Ao impor tarifas a países aliados como o Canadá e o México, Trump subverte a lógica da globalização – que teve os Estados Unidos como o seu maior defensor histórico – e provoca, simultaneamente, dois tipos de problemas sérios.
Em primeiro lugar, cria impactos negativos não apenas para a economia dos vizinhos, mas também dentro do seu próprio país, como o esperado aumento da inflação e de custos para as empresas dos Estados Unidos.
O setor industrial norte-americano, em especial, deve sofrer com as medidas já que é altamente integrado a fornecedores mexicanos e canadenses – justamente porque se beneficiava de um dos mais importantes acordos de livre comércio do mundo, extinto por Trump em uma simples canetada.
Em segundo lugar, e até mais importante, o presidente americano coloca em risco a própria aliança estratégica dos países ocidentais, criada há décadas e baseada em laços de respeito diplomático, acordos militares de proteção mútua e muito comércio dentro do grupo.
Ao escancarar sua guinada protecionista, Trump alimenta a ideia de que canadenses, mexicanos e europeus, entre outros, precisam diminuir sua dependência do país mais rico do mundo.
Em outras palavras, faz com que até os seus aliados mais próximos comecem a se sentir ameaçados – no caso do Canadá, inclusive com a proposta de anexar o país ao território americano.
Tudo isso abre muitas oportunidades para que a China se apresente como um parceiro mais justo para governos acuados por Washington.
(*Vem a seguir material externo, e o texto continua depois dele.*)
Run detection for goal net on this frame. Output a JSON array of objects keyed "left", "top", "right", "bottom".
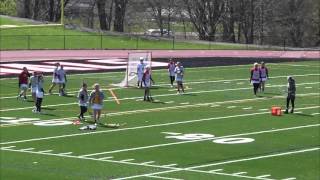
[{"left": 114, "top": 52, "right": 152, "bottom": 87}]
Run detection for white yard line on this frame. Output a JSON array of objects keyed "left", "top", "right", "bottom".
[
  {"left": 39, "top": 149, "right": 53, "bottom": 153},
  {"left": 141, "top": 161, "right": 155, "bottom": 165},
  {"left": 209, "top": 169, "right": 223, "bottom": 172},
  {"left": 0, "top": 106, "right": 320, "bottom": 145},
  {"left": 59, "top": 152, "right": 73, "bottom": 155},
  {"left": 187, "top": 148, "right": 320, "bottom": 169},
  {"left": 99, "top": 156, "right": 113, "bottom": 160},
  {"left": 1, "top": 146, "right": 16, "bottom": 149},
  {"left": 80, "top": 121, "right": 320, "bottom": 157},
  {"left": 162, "top": 164, "right": 178, "bottom": 167},
  {"left": 0, "top": 82, "right": 320, "bottom": 112},
  {"left": 20, "top": 148, "right": 34, "bottom": 151},
  {"left": 120, "top": 159, "right": 135, "bottom": 162},
  {"left": 2, "top": 145, "right": 316, "bottom": 180},
  {"left": 146, "top": 175, "right": 183, "bottom": 180},
  {"left": 0, "top": 93, "right": 304, "bottom": 127},
  {"left": 257, "top": 174, "right": 271, "bottom": 178},
  {"left": 0, "top": 74, "right": 320, "bottom": 100},
  {"left": 233, "top": 172, "right": 248, "bottom": 175}
]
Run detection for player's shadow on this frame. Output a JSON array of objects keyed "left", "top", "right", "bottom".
[
  {"left": 294, "top": 113, "right": 314, "bottom": 117},
  {"left": 150, "top": 101, "right": 166, "bottom": 104},
  {"left": 63, "top": 94, "right": 76, "bottom": 98},
  {"left": 41, "top": 112, "right": 57, "bottom": 117},
  {"left": 41, "top": 107, "right": 57, "bottom": 111},
  {"left": 264, "top": 92, "right": 281, "bottom": 96},
  {"left": 181, "top": 93, "right": 197, "bottom": 96}
]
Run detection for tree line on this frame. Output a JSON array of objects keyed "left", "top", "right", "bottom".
[{"left": 3, "top": 0, "right": 320, "bottom": 47}]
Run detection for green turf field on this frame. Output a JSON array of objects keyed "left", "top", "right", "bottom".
[
  {"left": 0, "top": 61, "right": 320, "bottom": 180},
  {"left": 0, "top": 17, "right": 268, "bottom": 50}
]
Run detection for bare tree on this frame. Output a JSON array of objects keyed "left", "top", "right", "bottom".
[
  {"left": 221, "top": 0, "right": 236, "bottom": 42},
  {"left": 184, "top": 0, "right": 224, "bottom": 41},
  {"left": 24, "top": 0, "right": 31, "bottom": 18},
  {"left": 113, "top": 0, "right": 128, "bottom": 32},
  {"left": 97, "top": 0, "right": 108, "bottom": 30}
]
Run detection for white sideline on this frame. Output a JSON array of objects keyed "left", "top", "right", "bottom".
[
  {"left": 0, "top": 82, "right": 320, "bottom": 112},
  {"left": 80, "top": 121, "right": 320, "bottom": 157},
  {"left": 187, "top": 148, "right": 320, "bottom": 169},
  {"left": 0, "top": 74, "right": 320, "bottom": 99},
  {"left": 0, "top": 93, "right": 318, "bottom": 127},
  {"left": 0, "top": 106, "right": 320, "bottom": 145},
  {"left": 257, "top": 174, "right": 271, "bottom": 178},
  {"left": 146, "top": 175, "right": 183, "bottom": 180},
  {"left": 1, "top": 145, "right": 316, "bottom": 180}
]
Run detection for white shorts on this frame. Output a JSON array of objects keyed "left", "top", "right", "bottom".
[
  {"left": 91, "top": 104, "right": 102, "bottom": 110},
  {"left": 31, "top": 87, "right": 38, "bottom": 93},
  {"left": 20, "top": 84, "right": 28, "bottom": 90},
  {"left": 138, "top": 73, "right": 143, "bottom": 81},
  {"left": 52, "top": 78, "right": 60, "bottom": 84},
  {"left": 251, "top": 80, "right": 260, "bottom": 84}
]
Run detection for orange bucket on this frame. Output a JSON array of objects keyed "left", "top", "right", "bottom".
[{"left": 271, "top": 106, "right": 282, "bottom": 116}]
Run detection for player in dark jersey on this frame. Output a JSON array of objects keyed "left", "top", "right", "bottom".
[
  {"left": 285, "top": 76, "right": 296, "bottom": 114},
  {"left": 250, "top": 63, "right": 261, "bottom": 95},
  {"left": 17, "top": 67, "right": 30, "bottom": 100}
]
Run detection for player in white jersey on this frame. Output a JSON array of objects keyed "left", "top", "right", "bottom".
[
  {"left": 168, "top": 59, "right": 176, "bottom": 87},
  {"left": 137, "top": 57, "right": 145, "bottom": 88},
  {"left": 142, "top": 66, "right": 154, "bottom": 101},
  {"left": 49, "top": 63, "right": 61, "bottom": 94},
  {"left": 174, "top": 62, "right": 184, "bottom": 94},
  {"left": 259, "top": 62, "right": 269, "bottom": 92},
  {"left": 57, "top": 65, "right": 67, "bottom": 96},
  {"left": 29, "top": 71, "right": 38, "bottom": 105}
]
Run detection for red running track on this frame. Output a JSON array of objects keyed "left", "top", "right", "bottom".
[{"left": 0, "top": 50, "right": 320, "bottom": 62}]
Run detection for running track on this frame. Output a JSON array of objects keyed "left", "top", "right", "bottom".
[
  {"left": 0, "top": 50, "right": 320, "bottom": 77},
  {"left": 1, "top": 50, "right": 320, "bottom": 62}
]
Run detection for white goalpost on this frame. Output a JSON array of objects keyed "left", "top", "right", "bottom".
[{"left": 114, "top": 52, "right": 152, "bottom": 87}]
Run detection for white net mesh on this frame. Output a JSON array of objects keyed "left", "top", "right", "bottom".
[{"left": 114, "top": 52, "right": 152, "bottom": 87}]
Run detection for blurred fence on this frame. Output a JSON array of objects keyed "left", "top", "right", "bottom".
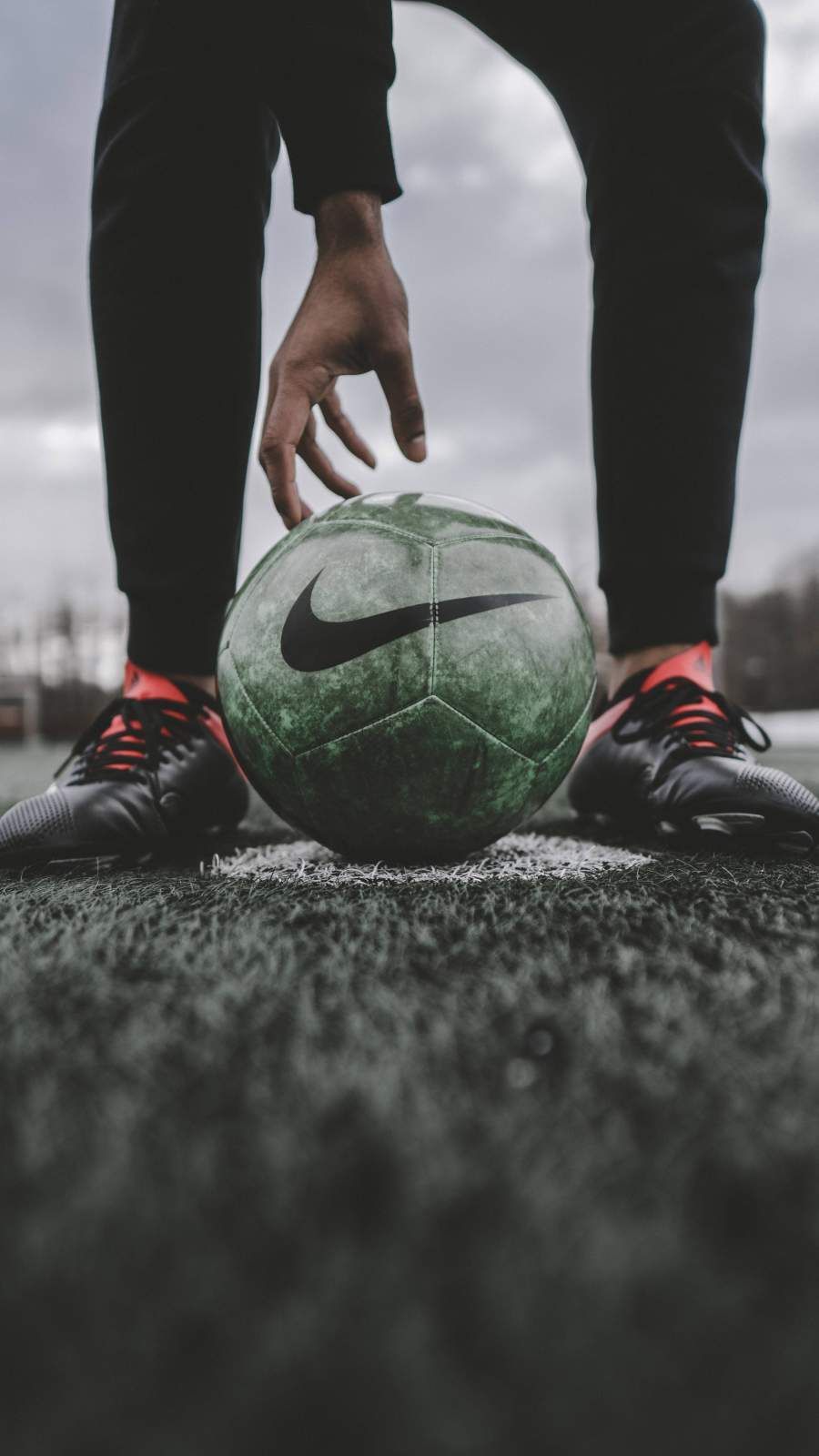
[{"left": 0, "top": 565, "right": 819, "bottom": 744}]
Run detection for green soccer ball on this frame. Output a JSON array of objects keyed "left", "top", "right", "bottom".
[{"left": 218, "top": 495, "right": 594, "bottom": 862}]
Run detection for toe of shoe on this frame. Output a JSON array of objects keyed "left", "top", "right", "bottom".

E não só na Europa e América do Norte, mas também na América Latina, por exemplo.
No curto prazo, a China, claro, vai sofrer as consequências de tarifas mais pesadas sobre seus produtos. Mas os chineses costumam ser mestres no jogo diplomático de longo prazo.
Eles vão procurar ampliar seu comércio justamente com os aliados históricos dos americanos, tentando oferecer melhores condições e mais previsibilidade nos acordos. Além de fortalecer ainda mais sua posição na América Latina e África.
Além disso, vão tentar sempre que possível oferecer seus produtos a preços ainda mais competitivos como alternativa a mercadorias americanas, que poderão ser sobretaxadas dentro da perversa lógica de uma guerra comercial.
Como sempre acontece, as crises geram oportunidades – neste caso, no entanto, há o risco de a crise abalar principalmente as relações entre os EUA e seus aliados, gerando oportunidades em especial para os chineses.